Il Tribunale Amministrativo Regionale, ritenendo fondate le tesi del legale di Pitisci, l’avvocato Girolamo Rubino ha accolto il ricorso, dichiarando l’obbligo dell’Eas di eseguire il giudicato entro sessanta giorni, nominando commissario ad acta per l’ipotesi di ulteriore inadempienza il Segretario Generale della Presidenza della Regione Siciliana, con facoltà di delega ad altro funzionario dello stesso ufficio, e condannando l’Eas anche al pagamento delle spese del giudizio di ottemperanza (2500 euro).

Se l’Eas non corrisponderà quanto dovuto all’agrigentino entro sessanta giorni si insedierà il commissario ad acta nominato dal TAR che interverrà in via sostituiva con spese a carico dell’ente inadempiente per l’adozione degli atti di esecuzione necessari da compiersi entro i sessanta giorni successivi.

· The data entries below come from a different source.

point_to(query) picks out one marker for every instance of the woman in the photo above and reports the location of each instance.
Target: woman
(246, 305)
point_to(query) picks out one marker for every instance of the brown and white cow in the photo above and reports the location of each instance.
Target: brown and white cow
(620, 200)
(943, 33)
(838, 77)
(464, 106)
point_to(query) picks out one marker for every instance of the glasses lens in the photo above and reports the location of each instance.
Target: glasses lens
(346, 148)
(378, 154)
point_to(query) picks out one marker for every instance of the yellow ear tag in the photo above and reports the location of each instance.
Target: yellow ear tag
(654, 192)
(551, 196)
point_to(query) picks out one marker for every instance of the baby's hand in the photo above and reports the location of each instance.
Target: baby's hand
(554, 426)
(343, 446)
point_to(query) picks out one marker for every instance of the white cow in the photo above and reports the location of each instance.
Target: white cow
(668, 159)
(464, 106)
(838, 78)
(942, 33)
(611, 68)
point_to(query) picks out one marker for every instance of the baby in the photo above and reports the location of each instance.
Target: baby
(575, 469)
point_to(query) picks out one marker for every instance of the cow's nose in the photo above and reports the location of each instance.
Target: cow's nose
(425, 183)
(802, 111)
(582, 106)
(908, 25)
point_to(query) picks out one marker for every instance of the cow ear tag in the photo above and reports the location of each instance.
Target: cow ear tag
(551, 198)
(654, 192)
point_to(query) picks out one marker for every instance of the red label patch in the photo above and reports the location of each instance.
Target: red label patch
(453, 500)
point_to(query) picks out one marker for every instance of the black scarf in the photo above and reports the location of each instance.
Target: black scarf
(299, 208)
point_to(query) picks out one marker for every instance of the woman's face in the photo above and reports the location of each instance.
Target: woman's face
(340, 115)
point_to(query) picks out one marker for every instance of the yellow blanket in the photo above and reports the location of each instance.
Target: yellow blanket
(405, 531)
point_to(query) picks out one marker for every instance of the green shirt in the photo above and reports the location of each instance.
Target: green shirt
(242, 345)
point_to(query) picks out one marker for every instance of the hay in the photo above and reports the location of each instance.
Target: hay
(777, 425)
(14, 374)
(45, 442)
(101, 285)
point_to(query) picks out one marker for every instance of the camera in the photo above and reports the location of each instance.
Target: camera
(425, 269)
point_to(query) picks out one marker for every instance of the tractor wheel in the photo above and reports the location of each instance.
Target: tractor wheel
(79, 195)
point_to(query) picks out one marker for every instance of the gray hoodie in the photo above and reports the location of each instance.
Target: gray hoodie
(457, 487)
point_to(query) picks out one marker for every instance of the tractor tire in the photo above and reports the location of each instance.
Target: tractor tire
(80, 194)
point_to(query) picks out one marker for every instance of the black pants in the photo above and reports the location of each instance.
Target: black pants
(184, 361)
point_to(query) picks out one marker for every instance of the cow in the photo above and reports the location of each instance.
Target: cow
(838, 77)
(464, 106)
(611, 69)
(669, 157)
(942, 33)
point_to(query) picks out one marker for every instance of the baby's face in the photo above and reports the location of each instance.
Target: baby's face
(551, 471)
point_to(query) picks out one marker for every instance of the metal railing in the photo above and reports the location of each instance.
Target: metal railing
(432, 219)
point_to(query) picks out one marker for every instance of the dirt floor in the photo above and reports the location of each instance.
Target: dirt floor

In un primo momento l’ingegnere si era rivolto al Tribunale di Palermo che aveva condannato l’Eas al pagamento di oltre 160mila euro , oltre interessi e spese legali, di  8 mila euro; ma l’ente non ha eseguito la sentenza e così Pitisci, assistito dall’avvocato Griolamo Rubino, ha proposto ricorso davanti al TAR Sicilia, chiedendo la nomina di un commissario ad acta per l’ipotesi di ulteriore inadempienza.